GRAPPA: Generalizing and Adapting Robot Policies via Online Agentic Guidance

TL;DR

GRAPPA tackles the challenge of generalizing robot policies to unseen environments without extra demonstrations by introducing an online, agentic framework that grounds and refines pre-trained policies via visuomotor guidance. A multi-agent loop (Advisor, Grounding, Monitor, Robotic) generates task-specific guidance code that biases the base policy's action distribution, leveraging a dynamics model and visual grounding (e.g., SAM) to locate objects and plan improvements. The approach demonstrates improved sim-to-real transfer, robust performance in cluttered real-world settings, and the ability to learn new skills from scratch, while preserving low-level control details from the original policies.
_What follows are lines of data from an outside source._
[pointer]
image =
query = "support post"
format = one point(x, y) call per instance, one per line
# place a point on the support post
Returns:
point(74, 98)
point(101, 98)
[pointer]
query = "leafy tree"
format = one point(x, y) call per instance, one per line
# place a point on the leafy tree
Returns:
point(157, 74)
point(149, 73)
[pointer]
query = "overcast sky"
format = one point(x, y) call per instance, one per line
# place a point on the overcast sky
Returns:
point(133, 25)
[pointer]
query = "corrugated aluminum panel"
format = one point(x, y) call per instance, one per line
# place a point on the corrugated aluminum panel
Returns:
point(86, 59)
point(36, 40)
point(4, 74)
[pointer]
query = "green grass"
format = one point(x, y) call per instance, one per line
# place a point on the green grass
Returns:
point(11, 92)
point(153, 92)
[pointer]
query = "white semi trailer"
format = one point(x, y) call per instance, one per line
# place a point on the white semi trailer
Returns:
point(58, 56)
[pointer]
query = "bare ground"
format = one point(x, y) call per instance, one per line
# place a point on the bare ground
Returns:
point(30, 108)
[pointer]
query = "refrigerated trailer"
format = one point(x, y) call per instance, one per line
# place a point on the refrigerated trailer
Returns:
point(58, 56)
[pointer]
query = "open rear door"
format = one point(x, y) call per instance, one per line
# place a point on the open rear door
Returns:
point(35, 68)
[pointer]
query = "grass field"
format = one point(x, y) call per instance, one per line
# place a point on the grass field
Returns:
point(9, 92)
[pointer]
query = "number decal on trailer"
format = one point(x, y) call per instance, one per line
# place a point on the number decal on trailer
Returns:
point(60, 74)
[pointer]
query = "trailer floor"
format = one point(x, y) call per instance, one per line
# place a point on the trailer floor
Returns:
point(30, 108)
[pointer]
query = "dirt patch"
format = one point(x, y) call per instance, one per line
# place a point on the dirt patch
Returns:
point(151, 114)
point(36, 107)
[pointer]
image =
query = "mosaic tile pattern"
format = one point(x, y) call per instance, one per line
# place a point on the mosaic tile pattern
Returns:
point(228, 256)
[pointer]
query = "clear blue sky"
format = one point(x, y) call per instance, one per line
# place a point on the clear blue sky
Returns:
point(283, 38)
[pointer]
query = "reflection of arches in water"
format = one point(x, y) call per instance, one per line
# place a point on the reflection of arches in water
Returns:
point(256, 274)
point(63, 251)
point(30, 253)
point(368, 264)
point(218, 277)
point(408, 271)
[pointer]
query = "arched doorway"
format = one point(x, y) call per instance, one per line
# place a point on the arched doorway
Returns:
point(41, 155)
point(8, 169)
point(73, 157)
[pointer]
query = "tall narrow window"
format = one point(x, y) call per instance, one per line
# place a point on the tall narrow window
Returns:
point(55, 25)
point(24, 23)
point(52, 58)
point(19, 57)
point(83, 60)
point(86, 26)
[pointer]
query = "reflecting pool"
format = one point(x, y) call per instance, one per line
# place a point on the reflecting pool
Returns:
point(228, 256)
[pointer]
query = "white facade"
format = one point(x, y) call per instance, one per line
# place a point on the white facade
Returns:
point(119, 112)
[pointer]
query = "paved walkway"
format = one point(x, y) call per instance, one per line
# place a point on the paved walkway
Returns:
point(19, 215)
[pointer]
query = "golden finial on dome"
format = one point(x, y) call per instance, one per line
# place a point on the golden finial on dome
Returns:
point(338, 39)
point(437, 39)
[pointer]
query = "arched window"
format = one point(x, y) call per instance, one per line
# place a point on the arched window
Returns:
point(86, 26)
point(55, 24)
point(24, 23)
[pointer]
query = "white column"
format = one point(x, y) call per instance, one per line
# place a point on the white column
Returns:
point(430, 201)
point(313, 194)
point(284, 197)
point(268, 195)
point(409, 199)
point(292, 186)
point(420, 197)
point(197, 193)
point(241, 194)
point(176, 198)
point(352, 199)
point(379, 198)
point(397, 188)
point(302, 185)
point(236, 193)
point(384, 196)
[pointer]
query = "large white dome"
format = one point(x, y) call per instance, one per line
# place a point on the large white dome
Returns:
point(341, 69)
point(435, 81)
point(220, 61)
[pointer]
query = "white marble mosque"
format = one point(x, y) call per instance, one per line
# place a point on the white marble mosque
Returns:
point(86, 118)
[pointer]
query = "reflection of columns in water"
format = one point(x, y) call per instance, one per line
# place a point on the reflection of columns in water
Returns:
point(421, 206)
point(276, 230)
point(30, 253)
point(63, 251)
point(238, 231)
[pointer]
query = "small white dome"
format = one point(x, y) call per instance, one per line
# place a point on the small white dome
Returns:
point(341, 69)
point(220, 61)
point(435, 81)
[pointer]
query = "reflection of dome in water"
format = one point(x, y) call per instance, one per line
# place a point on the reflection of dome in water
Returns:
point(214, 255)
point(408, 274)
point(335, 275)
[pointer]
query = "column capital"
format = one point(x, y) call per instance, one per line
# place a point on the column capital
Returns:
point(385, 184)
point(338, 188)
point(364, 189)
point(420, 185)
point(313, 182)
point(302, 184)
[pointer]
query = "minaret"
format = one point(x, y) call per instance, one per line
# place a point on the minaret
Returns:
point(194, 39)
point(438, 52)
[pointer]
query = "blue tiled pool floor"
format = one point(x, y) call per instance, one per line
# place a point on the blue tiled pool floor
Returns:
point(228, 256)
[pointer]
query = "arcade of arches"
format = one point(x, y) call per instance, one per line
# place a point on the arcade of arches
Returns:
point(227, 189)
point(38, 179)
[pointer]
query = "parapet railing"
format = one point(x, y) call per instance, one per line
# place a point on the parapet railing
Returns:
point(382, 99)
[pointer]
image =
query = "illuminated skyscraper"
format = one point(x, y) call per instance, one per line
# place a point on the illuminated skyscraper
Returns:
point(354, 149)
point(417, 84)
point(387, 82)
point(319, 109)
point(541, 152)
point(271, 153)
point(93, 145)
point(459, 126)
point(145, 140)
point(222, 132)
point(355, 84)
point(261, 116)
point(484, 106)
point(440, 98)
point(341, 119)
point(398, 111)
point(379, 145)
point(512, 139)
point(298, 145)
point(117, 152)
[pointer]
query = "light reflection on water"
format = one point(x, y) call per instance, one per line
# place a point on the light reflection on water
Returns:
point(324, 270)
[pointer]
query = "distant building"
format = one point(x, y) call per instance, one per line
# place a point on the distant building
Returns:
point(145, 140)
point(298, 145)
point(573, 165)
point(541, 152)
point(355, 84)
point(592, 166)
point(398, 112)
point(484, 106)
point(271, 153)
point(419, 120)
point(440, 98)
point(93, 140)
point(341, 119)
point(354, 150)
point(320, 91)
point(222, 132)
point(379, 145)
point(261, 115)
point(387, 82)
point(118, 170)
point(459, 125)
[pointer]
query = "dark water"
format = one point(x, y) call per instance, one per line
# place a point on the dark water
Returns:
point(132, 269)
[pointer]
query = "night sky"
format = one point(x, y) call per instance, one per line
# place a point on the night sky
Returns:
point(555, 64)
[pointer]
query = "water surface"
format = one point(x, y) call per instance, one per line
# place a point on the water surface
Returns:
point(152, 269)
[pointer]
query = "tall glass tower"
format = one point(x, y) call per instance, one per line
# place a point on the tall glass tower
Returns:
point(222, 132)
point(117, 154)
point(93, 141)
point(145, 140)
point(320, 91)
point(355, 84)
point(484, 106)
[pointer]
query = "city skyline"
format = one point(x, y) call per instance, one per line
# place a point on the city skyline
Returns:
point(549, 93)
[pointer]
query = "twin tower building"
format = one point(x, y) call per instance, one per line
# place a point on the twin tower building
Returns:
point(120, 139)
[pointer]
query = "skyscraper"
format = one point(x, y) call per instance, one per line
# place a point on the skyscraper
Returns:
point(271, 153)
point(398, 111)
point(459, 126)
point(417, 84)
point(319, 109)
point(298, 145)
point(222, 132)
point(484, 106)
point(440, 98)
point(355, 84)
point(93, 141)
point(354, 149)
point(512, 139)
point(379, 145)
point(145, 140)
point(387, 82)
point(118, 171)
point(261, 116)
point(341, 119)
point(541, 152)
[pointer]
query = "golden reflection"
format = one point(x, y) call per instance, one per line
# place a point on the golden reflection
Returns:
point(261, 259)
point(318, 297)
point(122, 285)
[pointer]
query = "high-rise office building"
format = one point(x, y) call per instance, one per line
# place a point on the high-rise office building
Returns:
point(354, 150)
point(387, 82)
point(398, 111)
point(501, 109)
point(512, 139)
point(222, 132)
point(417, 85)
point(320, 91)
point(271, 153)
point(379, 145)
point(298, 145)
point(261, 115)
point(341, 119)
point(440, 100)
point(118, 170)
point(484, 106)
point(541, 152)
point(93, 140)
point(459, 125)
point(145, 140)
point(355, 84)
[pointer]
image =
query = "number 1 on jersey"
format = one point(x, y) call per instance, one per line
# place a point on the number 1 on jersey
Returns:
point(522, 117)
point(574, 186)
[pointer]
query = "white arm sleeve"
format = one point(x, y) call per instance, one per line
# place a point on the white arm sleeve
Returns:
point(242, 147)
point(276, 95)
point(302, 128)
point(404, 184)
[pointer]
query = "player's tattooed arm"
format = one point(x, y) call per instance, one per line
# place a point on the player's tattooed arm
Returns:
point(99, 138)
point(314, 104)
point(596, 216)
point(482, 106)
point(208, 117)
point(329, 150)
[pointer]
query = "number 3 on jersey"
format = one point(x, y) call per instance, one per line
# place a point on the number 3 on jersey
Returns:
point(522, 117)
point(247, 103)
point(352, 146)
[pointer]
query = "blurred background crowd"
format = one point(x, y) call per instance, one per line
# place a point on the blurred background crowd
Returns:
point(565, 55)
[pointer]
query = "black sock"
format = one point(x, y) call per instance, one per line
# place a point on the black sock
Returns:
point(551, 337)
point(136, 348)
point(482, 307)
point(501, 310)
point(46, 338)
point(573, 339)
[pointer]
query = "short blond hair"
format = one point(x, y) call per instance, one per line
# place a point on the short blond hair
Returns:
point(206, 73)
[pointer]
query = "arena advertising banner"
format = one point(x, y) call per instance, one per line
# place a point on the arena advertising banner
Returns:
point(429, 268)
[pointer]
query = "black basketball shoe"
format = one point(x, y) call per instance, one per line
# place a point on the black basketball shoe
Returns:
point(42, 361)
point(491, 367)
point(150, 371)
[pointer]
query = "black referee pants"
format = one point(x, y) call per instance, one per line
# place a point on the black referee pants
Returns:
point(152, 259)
These findings suggest that online, grounded guidance can significantly enhance robustness and adaptability of robotic systems in real-world deployment with limited additional data.

Abstract

Robot learning approaches such as behavior cloning and reinforcement learning have shown great promise in synthesizing robot skills from human demonstrations in specific environments. However, these approaches often require task-specific demonstrations or designing complex simulation environments, which limits the development of generalizable and robust policies for unseen real-world settings. Recent advances in the use of foundation models for robotics (e.g., LLMs, VLMs) have shown great potential in enabling systems to understand the semantics in the world from large-scale internet data. However, it remains an open challenge to use this knowledge to enable robotic systems to understand the underlying dynamics of the world, to generalize policies across different tasks, and to adapt policies to new environments. To alleviate these limitations, we propose an agentic framework for robot self-guidance and self-improvement, which consists of a set of role-specialized conversational agents, such as a high-level advisor, a grounding agent, a monitoring agent, and a robotic agent. Our framework iteratively grounds a base robot policy to relevant objects in the environment and uses visuomotor cues to shift the action distribution of the policy to more desirable states, online, while remaining agnostic to the subjective configuration of a given robot hardware platform. We demonstrate that our approach can effectively guide manipulation policies to achieve significantly higher success rates, both in simulation and in real-world experiments, without the need for additional human demonstrations or extensive exploration. Code and videos available at: https://agenticrobots.github.io

Figures (11)

• Figure 1: Heatmap visualization of the guidance distribution, generated online by our proposed agentic framework, which produces code that biases a robot policy's action distribution towards desirable behavior.
• Figure 2: An illustration of how GRAPPA intervenes in the action loop of pre-trained robotic policies in failure cases to provide visuomotor guidance generated with an agentic framework of agents to shift the action distribution for correct task execution.
• Figure 3: Information flow between the agents to produce a guidance code. a) The advisor agent orchestrates guidance code generation by collaborating with other agents and using their feedback to refine the generated code. b) The grounding agent uses segmentation and classification models to locate objects of interest provided by the advisor, reporting findings back to the advisor. c) The robotic agent uses a Python interpreter to test the code for the specific robotic platform and judge the adequacy of the code. d) The monitor agent analyses the sequence of frames corresponding to the rollout of the guidance and give feedback on potential improvements.
• Figure 4: Real-world results for learning skills from scratch on the UFactory xArm Lite6 chess task. The top row shows an external view of the robot performing the tasks. The second row depicts the action heat map given by the random diffuser policy at the first and last time step. The bottom row depicts the corresponding heat maps generated after applying the guidance. We show it can successfully guide the action towards the desired object. On the right, we show a breakdown of the multi-granular search performed by other grounding agent to locate the white knight; we disambiguate the scene by searching in parent objects and constraining the search to semantically relevant areas.
• Figure 5: GRAPPA guiding the base policy for out-of-distribution cases. The task involves grasping a deformable toy ball and placing it inside a box.